Bat Viruses, Cancer Exosomes, Bridge Birds
Sometimes, you just have one of those weeks. Those weeks when you have to be in lab at 7 o’clock in the morning to start a 14-hour experiment one day, attend three meetings and run a flow experiment the next day, and split thirty plates of cells and run seven gels the third day. You know what I’m talking about. You’re just barely keeping up with your overextended lab schedule, so there’s no way you can keep up with STEM news on top of it all -- maybe you glance at a few abstracts on PubMed and called it a day, and I commend you for it. [Enter Messenger] But these last couple of weeks have been exploding with interesting science and tech news, and while I’m only going to catch you up on a few interesting ones, I’ll add that it was not easy to choose.
Bats and Disease: The only infectious disease making headlines lately has been Ebola. Where does it come from? Scientists have found that deadly viruses are disproportionately harbored by bats: Ebola, SARS, rabies, and others. What’s more, bats are often the predominant source of disease transmission to humans. They can pass the virus to humans indirectly through other animals (gorillas, chimps) that encounter their droppings or directly through bites or when people eat them.
What's so special about bat biology? A 2013 publication in Science from the groups of Lin-Fa Wang and Jun Wang sought to address this through comparative genomics. They discovered evidence of positive selection of genes involved in DNA damage repair pathway and innate immunity. Elevated activity of both these processes could explain why bats can harbor deadly viruses without contracting disease as well as their low cancer rates. The authors postulated that these genetic changes were selected for during the origin of flight, which requires much higher metabolic rates and thus caused more cellular damage.
Another hypothesis, from a 2014 publication in Emerging Infectious Diseases, is that flight may generate enough heat to mimic a fever, decreasing viral load, and an article in The Washington Post this week says that a light workout when you have a head cold can be beneficial by boosting your immune system, so maybe bat evolution can be their proof of concept. The bottom line is that bats have unintentionally developed super powers, and we either need to evolve human flight to keep up, or stay well away from them. References: Wired, Slate, Science.
Exosomes and Cancer: So, about exosomes. At one time, they were thought to be vesicles passively sloughed off from cells, with no special purpose. Recently we’ve come to appreciate that they are in fact a mechanism of intercellular communication, an active secretory mechanism that delivers protected cargo to other cells. It’s also known that cancer patients have elevated levels of exosomes, but research is only starting to address the implications.
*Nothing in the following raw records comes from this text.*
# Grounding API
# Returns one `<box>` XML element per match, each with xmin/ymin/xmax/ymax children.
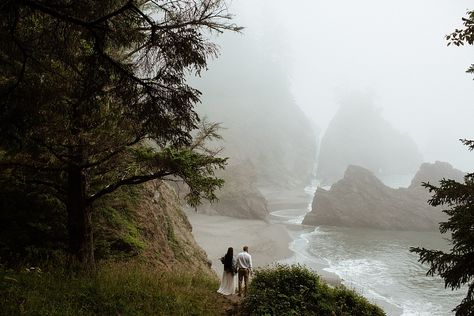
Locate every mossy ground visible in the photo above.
<box><xmin>0</xmin><ymin>263</ymin><xmax>224</xmax><ymax>316</ymax></box>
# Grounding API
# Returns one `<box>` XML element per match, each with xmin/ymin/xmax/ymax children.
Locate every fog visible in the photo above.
<box><xmin>211</xmin><ymin>0</ymin><xmax>474</xmax><ymax>171</ymax></box>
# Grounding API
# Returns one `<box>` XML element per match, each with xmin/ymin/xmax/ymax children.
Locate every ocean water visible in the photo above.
<box><xmin>271</xmin><ymin>180</ymin><xmax>466</xmax><ymax>316</ymax></box>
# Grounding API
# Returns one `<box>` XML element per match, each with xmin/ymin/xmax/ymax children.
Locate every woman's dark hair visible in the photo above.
<box><xmin>224</xmin><ymin>247</ymin><xmax>234</xmax><ymax>272</ymax></box>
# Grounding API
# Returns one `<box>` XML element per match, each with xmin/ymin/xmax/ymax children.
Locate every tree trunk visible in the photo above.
<box><xmin>67</xmin><ymin>165</ymin><xmax>95</xmax><ymax>270</ymax></box>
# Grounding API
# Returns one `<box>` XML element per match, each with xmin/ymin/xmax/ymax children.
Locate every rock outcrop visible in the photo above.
<box><xmin>193</xmin><ymin>34</ymin><xmax>318</xmax><ymax>189</ymax></box>
<box><xmin>197</xmin><ymin>161</ymin><xmax>268</xmax><ymax>220</ymax></box>
<box><xmin>317</xmin><ymin>97</ymin><xmax>422</xmax><ymax>185</ymax></box>
<box><xmin>303</xmin><ymin>162</ymin><xmax>463</xmax><ymax>231</ymax></box>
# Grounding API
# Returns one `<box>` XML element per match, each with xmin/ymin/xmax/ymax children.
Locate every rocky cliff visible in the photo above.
<box><xmin>193</xmin><ymin>161</ymin><xmax>268</xmax><ymax>220</ymax></box>
<box><xmin>317</xmin><ymin>97</ymin><xmax>421</xmax><ymax>185</ymax></box>
<box><xmin>303</xmin><ymin>162</ymin><xmax>463</xmax><ymax>231</ymax></box>
<box><xmin>94</xmin><ymin>181</ymin><xmax>212</xmax><ymax>273</ymax></box>
<box><xmin>187</xmin><ymin>34</ymin><xmax>317</xmax><ymax>218</ymax></box>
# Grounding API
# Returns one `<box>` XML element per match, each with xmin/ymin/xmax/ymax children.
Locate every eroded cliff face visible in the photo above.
<box><xmin>124</xmin><ymin>181</ymin><xmax>213</xmax><ymax>274</ymax></box>
<box><xmin>197</xmin><ymin>160</ymin><xmax>268</xmax><ymax>220</ymax></box>
<box><xmin>317</xmin><ymin>102</ymin><xmax>422</xmax><ymax>185</ymax></box>
<box><xmin>187</xmin><ymin>34</ymin><xmax>317</xmax><ymax>219</ymax></box>
<box><xmin>303</xmin><ymin>162</ymin><xmax>463</xmax><ymax>231</ymax></box>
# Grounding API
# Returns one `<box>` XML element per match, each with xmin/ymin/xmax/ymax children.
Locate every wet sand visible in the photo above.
<box><xmin>187</xmin><ymin>210</ymin><xmax>293</xmax><ymax>276</ymax></box>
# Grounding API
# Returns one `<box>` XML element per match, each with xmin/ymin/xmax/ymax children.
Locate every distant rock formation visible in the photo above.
<box><xmin>193</xmin><ymin>34</ymin><xmax>318</xmax><ymax>189</ymax></box>
<box><xmin>197</xmin><ymin>161</ymin><xmax>268</xmax><ymax>220</ymax></box>
<box><xmin>317</xmin><ymin>97</ymin><xmax>422</xmax><ymax>185</ymax></box>
<box><xmin>303</xmin><ymin>162</ymin><xmax>464</xmax><ymax>231</ymax></box>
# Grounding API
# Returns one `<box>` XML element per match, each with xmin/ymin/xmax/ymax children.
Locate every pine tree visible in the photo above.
<box><xmin>410</xmin><ymin>140</ymin><xmax>474</xmax><ymax>315</ymax></box>
<box><xmin>0</xmin><ymin>0</ymin><xmax>239</xmax><ymax>268</ymax></box>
In an exciting ahead-of-print publication in Cancer Cell, the Kalluri lab showed that when they mixed exosomes from cancer patients with normal human mammary epithelial cells and injected them into mice, they formed tumors.
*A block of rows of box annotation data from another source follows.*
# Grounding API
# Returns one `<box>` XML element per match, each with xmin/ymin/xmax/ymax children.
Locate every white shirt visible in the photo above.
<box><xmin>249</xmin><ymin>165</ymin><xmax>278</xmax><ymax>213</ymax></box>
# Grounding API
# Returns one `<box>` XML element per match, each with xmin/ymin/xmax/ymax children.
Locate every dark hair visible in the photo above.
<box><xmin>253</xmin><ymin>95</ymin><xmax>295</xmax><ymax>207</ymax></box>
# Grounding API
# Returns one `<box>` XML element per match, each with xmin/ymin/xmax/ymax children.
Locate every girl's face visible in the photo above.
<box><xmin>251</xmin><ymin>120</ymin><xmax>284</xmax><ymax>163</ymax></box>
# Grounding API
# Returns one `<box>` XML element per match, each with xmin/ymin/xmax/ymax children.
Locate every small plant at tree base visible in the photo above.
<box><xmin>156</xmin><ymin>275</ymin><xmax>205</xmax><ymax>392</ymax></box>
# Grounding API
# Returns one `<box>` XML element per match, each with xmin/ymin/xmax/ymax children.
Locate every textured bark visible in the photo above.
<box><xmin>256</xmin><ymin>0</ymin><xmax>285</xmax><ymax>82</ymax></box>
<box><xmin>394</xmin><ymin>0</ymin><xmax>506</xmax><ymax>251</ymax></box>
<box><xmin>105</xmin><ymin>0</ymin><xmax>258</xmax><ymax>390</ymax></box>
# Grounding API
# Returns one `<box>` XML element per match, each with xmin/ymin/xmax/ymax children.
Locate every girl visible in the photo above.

Just in time for Halloween, I'd say. I mean, you mix cargo-carrying vesicles and cells that shouldn’t give rise to cancer, and all of a sudden you get cancer? And the source of exosomes is key, because they didn’t get tumors when mixing those cells with healthy donor exosomes. The mechanism is through specific microRNA cargo in cancer patient exosomes. References: Cancer Cell, Nature News & Comment
Birds of the Bay Bridge: To finish off on a lighter note, I’d like to touch on Bay Area ecology. Living in a city, we often forget about our interface with the natural world. However, this area has a natural ecology that we’re constantly butting up against. In recent news, there's been some struggling with cormorants.
“Cormorants don’t get a lot of love,” says my friend Kate Wyman, graduate student in Conservation Biology at the University of Minnesota, Twin Cities. They like to live in human environments, they eat a ton of fish, and they’re not the prettiest of birds. “As migratory birds, cormorants receive federal protection under the Migratory Treaty Act. Some of those protections have been relaxed in recent years… so they don’t come into conflict with other natural resources or economic interests.”
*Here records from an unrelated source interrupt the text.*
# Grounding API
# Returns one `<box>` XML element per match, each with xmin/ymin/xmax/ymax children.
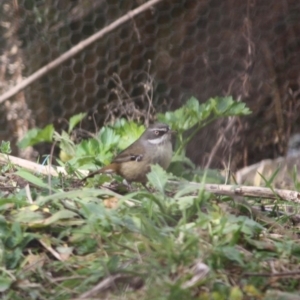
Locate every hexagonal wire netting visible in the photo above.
<box><xmin>0</xmin><ymin>0</ymin><xmax>300</xmax><ymax>166</ymax></box>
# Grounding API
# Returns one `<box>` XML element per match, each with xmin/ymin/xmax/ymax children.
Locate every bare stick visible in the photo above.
<box><xmin>0</xmin><ymin>0</ymin><xmax>162</xmax><ymax>104</ymax></box>
<box><xmin>202</xmin><ymin>183</ymin><xmax>300</xmax><ymax>203</ymax></box>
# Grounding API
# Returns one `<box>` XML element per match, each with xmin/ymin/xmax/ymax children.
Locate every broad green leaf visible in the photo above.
<box><xmin>0</xmin><ymin>275</ymin><xmax>14</xmax><ymax>293</ymax></box>
<box><xmin>15</xmin><ymin>169</ymin><xmax>49</xmax><ymax>189</ymax></box>
<box><xmin>0</xmin><ymin>141</ymin><xmax>11</xmax><ymax>154</ymax></box>
<box><xmin>147</xmin><ymin>165</ymin><xmax>168</xmax><ymax>193</ymax></box>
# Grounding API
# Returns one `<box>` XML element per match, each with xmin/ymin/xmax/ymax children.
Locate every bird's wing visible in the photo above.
<box><xmin>112</xmin><ymin>145</ymin><xmax>145</xmax><ymax>163</ymax></box>
<box><xmin>112</xmin><ymin>151</ymin><xmax>143</xmax><ymax>163</ymax></box>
The problem for San Francisco is that double-breasted cormorants have been living on the Bay Bridge since 1984. . . and it is being demolished. Caltrans needs to lure those cormorants from the old bridge to the new bridge before mating season starts again in April; if the birds lay eggs on the old bridge, Caltrans will have to halt demolition until mating season is over in August. The cost of speeding up efforts has cost Caltrans millions: they’ve built special bird condos with nests on the new bridge, used bird decoys and recordings, and thrown nets over sections of the old bridge. So when you’re driving on the new bridge and look over at the half-disassembled old bridge, keep in mind that there are many forces at play – and do some fast-paced bird watching while you’re at it! I’ll leave you with a fun fact about cormorants: due to differences in their oil-producing uropygial gland, their feathers are less waterproof than other birds, so they have to stretch out their wings to dry out after every fishing dive. References: SFGate, Gizmodo, Kate Wyman.